We actually had a plague doctor visit the tavern today.
I was a bit surprised. We haven’t seen one of them around in a long while, not since the dark times almost twenty years ago now, at least.
When he (I wasn’t sure at first it was a he, but figured it out later) came in, some of the other patrons seemed like they were going to make a big deal of it. I saw them stand, and, well, you know how people can be sometimes. They get superstitious, especially with something as novel as a person like this.
The whole place went silent and, for a moment, I was pretty sure those two guys were going to go grab the doctor and drag him kicking and screaming down the path to kick him back to town where he came from. Bula was on guard for it, though, coming around the bar with her long board held tight in her hands.
That settled the two back down quick, and, although they still looked peeved at the presence of the man dressed in black and covered in flowers, they said naught a word.
The doctor didn’t even bother taking off his mask as he took a seat near the fireplace. That just happened to be only feet away from where I had been perched with Lila, my old lute. Hadn’t even been bothering to play her, really, but for some reason I was feeling a bit nostalgic today and pulled her down from the wall where she’s been sitting the past year.
You ever get that way? Just feeling like you need to hold something you once considered dear, even if it’s for only a moment? I guess it’s because we go through cycles of emotions, and a craving comes on to touch the past in a way you couldn’t before.
Anyway, I put Lila down for a few moments and walked over to the man in black with the flowers, and asked him what brought him our way.
“A space of grace,” he said, his words almost inaudible behind the din of the crowd which had turned back to its food and drink and conversation. Well, that, and the way his face was hugged by the leather mask.
It was a strange reply.
“Grace is hard to find these days.” I meant it, too.
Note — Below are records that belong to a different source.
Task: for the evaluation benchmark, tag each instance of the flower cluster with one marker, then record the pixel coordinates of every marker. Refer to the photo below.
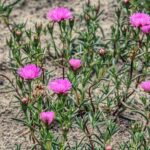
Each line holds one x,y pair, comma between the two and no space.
60,86
29,71
47,117
75,63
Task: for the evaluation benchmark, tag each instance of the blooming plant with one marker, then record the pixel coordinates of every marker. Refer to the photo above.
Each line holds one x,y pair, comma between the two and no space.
93,86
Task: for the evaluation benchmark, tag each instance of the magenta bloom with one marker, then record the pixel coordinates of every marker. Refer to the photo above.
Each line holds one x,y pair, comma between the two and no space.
59,13
146,29
145,86
75,63
30,71
60,86
47,117
139,19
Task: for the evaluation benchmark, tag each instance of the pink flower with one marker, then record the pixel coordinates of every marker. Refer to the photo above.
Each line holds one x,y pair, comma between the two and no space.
25,100
75,63
145,86
139,19
146,29
108,147
47,117
59,13
60,86
30,71
126,1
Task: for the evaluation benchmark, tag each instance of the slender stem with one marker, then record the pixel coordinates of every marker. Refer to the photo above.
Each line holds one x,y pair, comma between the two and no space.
63,68
120,104
90,97
15,88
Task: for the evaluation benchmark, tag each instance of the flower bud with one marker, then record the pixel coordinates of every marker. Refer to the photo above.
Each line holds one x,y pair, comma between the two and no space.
109,147
25,100
102,52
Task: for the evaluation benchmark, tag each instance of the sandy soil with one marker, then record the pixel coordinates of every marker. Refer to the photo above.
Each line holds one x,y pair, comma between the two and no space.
11,132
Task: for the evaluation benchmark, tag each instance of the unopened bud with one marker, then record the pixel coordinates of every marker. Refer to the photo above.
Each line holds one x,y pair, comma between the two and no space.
109,147
102,52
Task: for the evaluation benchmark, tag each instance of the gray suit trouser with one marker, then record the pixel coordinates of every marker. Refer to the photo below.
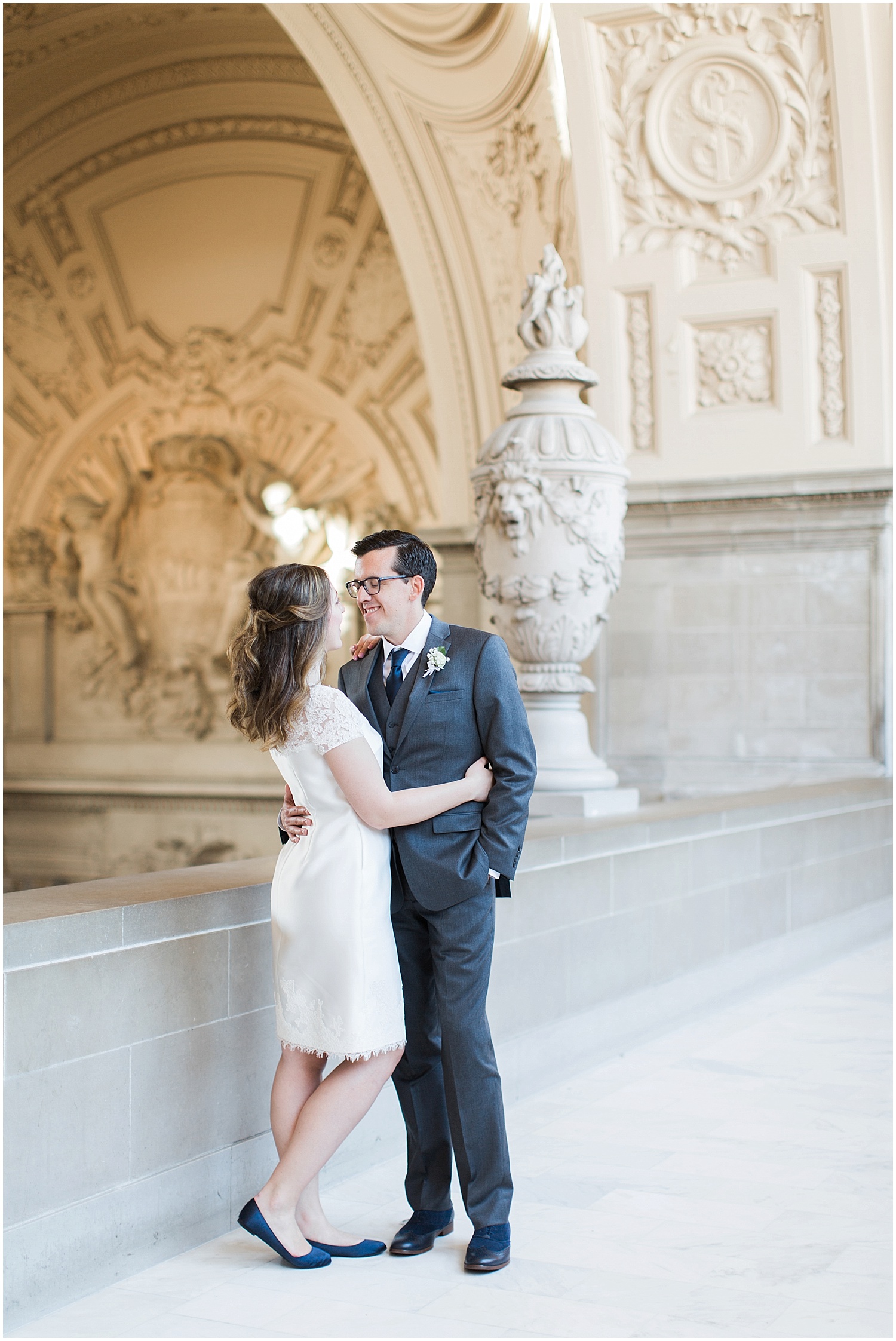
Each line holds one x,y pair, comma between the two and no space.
447,1081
One would be hard pressed to find people willing to lend an easy hand of help in these dark times we’ve fallen into. The news coming lately from Center has been troubling, to say the least.
“Aye, ‘tis.” He turned away for a moment as Bula came and asked what he’d like, her head bobbing at me as she strode back to the bar to pour his ale.
When he spoke again, I admit my stomach dropped a bit.
“Things might be starting again,” he said as he bowed his head lower. I couldn’t see his eyes anymore from behind the slots in the mask.
“Are… are you sure?”
He said nothing more, though, taking the flagon from Bula and draining almost all of it in one hold of his breath. When I asked him again, after he set it down on the table, he still refused to answer.
I saw his fingers turning paler, though, as he pressed them into the wood, trembling.
Gods, if the plagues begin again, what are we to do?
So many died last time, and the world is still trying to put itself together again. Many families were ravaged, wiped out in weeks. Even Bula’s brother lost two of his children in the fires of the fevers.
Lila’s still sitting nearby as I sit in my room here writing this. I haven’t played her for a long time, now, but maybe tomorrow I will strum her strings for the guests and give them a moment of joy with songs from the old days.
I could let them have a few moments of happy times before the rush of flames come anew.